Чересчур решительные понимали: в присутствии Янки Мавре без веских на то оснований и доказательств особенно не поораторствуешь. И, с опаской за самих себя, старались воздерживаться от краснобайской критической «рубки».
Находились ораторы иного рода. То ли из дружеских побуждений, то ли чтобы свое красноречие с блеском продемонстрировать, начинали напропалую, безудержно славословить-хвалить явно скороспелую, недоработанную повесть или рассказ.
Я чувствовал, как постепенно распалялся сосед: поерзывает на стуле, беззвучно шевелит губами, все быстрее перебирает пальцами сложенных на животе рук. Взорвется? Одернет едкой репликой источающего словесную патоку? Или так недвусмысленно хмыкнет по его адресу, что весь зал хохотом зальется? Вывале и так, и всегда по-новому, неожиданно. А то и совсем просто: толкнет меня локтем в бок, мотнет головой в сторону трибуны,— мол, смотри и внимательно слушай. И тут же — вполголоса:
— Сейчас закукарекает от восторга.
Мгновение — и славословию конец, «защитника» будто ветром с трибуны сдуло. По залу проносится вздох облегчения. И все видят, как до корней волос краснеет «подзащитный», отныне и навсегда уяснивший, что на «дружеском» славословии в литературу не войдешь…
Еще больше доставалось от Деда любителям выступать по любому поводу и вопросу. Стоит такой на трибуне, давным-давно исчерпал отведенный регламент и кроме себя самого не слышит и не замечает ничего. Ни равнодушных шепотков, перепархивающих по рядам кресел… Ни шелеста газетных страниц в руках у многих… Ни тех, кто демонстративно уходит… Даже неоднократные просьбы председательствующего придерживаться регламента не действуют.

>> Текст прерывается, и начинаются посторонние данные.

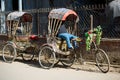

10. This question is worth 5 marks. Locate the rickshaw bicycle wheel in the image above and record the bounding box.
[60,53,75,67]
[95,49,110,73]
[39,46,56,69]
[2,44,17,63]
[21,53,34,61]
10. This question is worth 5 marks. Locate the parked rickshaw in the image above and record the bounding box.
[39,8,110,72]
[2,11,35,63]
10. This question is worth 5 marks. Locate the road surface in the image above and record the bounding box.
[0,57,120,80]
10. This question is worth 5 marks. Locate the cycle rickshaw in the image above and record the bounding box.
[39,8,110,73]
[2,11,35,63]
[39,8,80,68]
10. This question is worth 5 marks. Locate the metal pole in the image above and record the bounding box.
[0,0,6,33]
[19,0,22,11]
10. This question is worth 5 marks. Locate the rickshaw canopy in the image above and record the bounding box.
[7,11,32,22]
[48,8,79,22]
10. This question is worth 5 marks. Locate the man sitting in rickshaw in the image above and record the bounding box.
[58,21,78,49]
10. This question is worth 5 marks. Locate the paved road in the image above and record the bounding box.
[0,58,120,80]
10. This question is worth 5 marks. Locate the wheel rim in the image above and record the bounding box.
[3,44,16,63]
[39,46,56,69]
[22,53,34,61]
[96,49,110,73]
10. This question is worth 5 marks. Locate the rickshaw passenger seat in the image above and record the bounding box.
[56,37,66,44]
[16,35,29,42]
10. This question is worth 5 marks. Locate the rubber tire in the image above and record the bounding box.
[95,49,110,73]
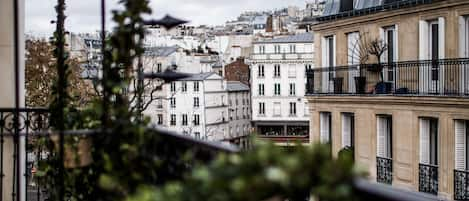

Мавр терпит. Молчит. Сидит, откинувшись на спинку кресла. И пальцы рук, как обычно, переплел. И голову опустил на грудь, глаза зажмурил: весь внимание. А в перерыве подойдет к «исполнившему свой долг» оратору, похлопает ладонью по плечу и скажет, умышленно усиливая прирожденную скрипотцу в голосе:
— Ну, браточка, спасибо… Удружил...
— Чем? — улыбается тот, предвкушая похвалу.
— Замечательной речью своей. Давне-енько я так сладко не спал. Сделай милость, выступай почаще…
Он и в невзгодах, в хворях оставался таким же мудрым жизнелюбом. Переносил болезни до того стоически, что и самые близкие не догадывались о его состоянии. Не жаловался. Не капризничал. Решительно пресекал разговоры о болезнях. Лишь в крайних случаях обращался к врачам. Зачем беспокоить, перекладывать собственные невзгоды на других? И даже своей временной слепотой старался не докучать никому, защищаясь от нее шутливым юмором.
Купается в Черном море, в Коктебеле, лежит на воде животом вверх, как огромный поплавок, пока не устанет или не надоест. А когда надоест, станет на ноги, сложит рупором ладони и крикнет так, чтобы было слышно и на мужском, и на женском пЛяжах:
— Лю-ди, где вы? Ку-да мне плыть? — И очень радовался многоголосым ответным откликам с берега: — Вот, значит, как я всем нужен! Не дадут утонуть!
Одного не любил: нырять, окунаться с головой в воду.
Начну его уговаривать:
— Давай вместе нырнем. Посмотришь, как это здорово.
А он отмахивается, сердито качает головой:
— Нырнем-мырнем! Нырну да и врежусь башкой в камень! Мыряй, если хочешь!
И все же я однажды обхватил его руками за шею и вместе с ним опустился под воду. «Пускай хоть затрещину влепит,— решил,— но должен испытать, какое это огромное удовольствие!»
Поддерживая, помог выпрямиться, потверже стать на ноги. Ну и «выдаст» же сейчас… Но Дед и не думал, не собирался «выдавать». Помолчал. Погладил себя ладонями по груди. И вдруг попросил:
— Слушай, давай мырнем еще разок. Будто десять пудов с плечей свалилось…
Он очень любил коктебельское лето и, пока позволяло здоровье, со Стефанидой Александровой и Тамарой приезжал ко мне на дачу. У них даже комната своя была в нашем трехкомнатном домике, которая и поныне называется «Мавровской». Уславливались о приезде заранее, в Минске. Но как-то и условленный день прошел, и еще неделя, а о Деде и его «свите» — ни звука. Не стряслась ли какая-нибудь беда?